In theory, under IDEA, parents are equal participants in decision-making, have the rights to access all records and to obtain independent assessments of their children. Unfortunately, the reality is that many parents are unaware of these rights, are ill-prepared to exercise them, and lack the financial resources to retain attorneys or obtain independent evaluations. In addition, at PPT meetings, where they are vastly outnumbered by school staff who often speak in acronyms and phrases that parents do not understand, parents can easily be intimidated and confused. This imbalance of knowledge, education, status and power is especially unfair to undereducated parents. Moreover, most parents lack the means to hire the expertise needed to understand the schools’ assessments and to determine whether or not the schools’ proposed programs and placements are appropriate. Such expenses are not reimbursable even if the parents win on all the issues presented at a due process hearing.
On the other hand, the schools already have the experts on their payroll and have the resources to retain attorneys to confront parents at hearings, which makes the process even more unequal. Usually, in educational disagreements, hearing officers presume educators to be more knowledgeable than parents about a student’s needs. Moreover, the districts either have on staff or are able to hire the experts to whom hearing officers give deference. Unfortunately, financial considerations often provide school districts with a perverse incentive not to provide the services and supports necessary for a special education student to make meaningful educational progress; hence their desire to shift the burden to the parents.
In 2005, the United States Supreme Court ruled in Schaffer v.

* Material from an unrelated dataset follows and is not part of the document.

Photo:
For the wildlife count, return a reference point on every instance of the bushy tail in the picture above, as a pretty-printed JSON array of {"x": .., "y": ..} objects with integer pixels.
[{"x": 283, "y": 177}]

Weast, that the BOP is on the party making the complaint (more often than not, the parents). However, the Supreme Court did not overrule States that have their own laws and regulations on BOP. The result is that Schaffer v. Weast only applies to states that have not addressed the BOP issue.
After the Schaffer v. Weast decision, Connecticut’s Commissioner of Education issued a statement that “the standard in Connecticut articulates a valid state policy that school districts are in a better position to defend the appropriateness of an IEP [Individualized Educational Plan].” Shifting the burden to the parents would overturn settled Connecticut policy on this matter.
It is noteworthy that the Connecticut State Department of Education’s (SDE) pending revisions to its regulations do not include shifting this burden to the parents. There are 195 school districts in Connecticut. According to the SDE’s statistics, schools rarely incur the cost of a full due process hearing as fewer than 40 cases per year go through a full hearing. Currently, schools win about 67% of due process decisions and parent less than 30%, and the balance are split decisions. Unfairly imposing the burden of proving the inappropriateness of the schools’ program and placement will further hinder parents in protecting their children’s rights to a FAPE. Furthermore, IDEA protects school districts from parents who file unfounded complaints by permitting them to recover their legal fees in such cases from the parents and/or attorneys who file them.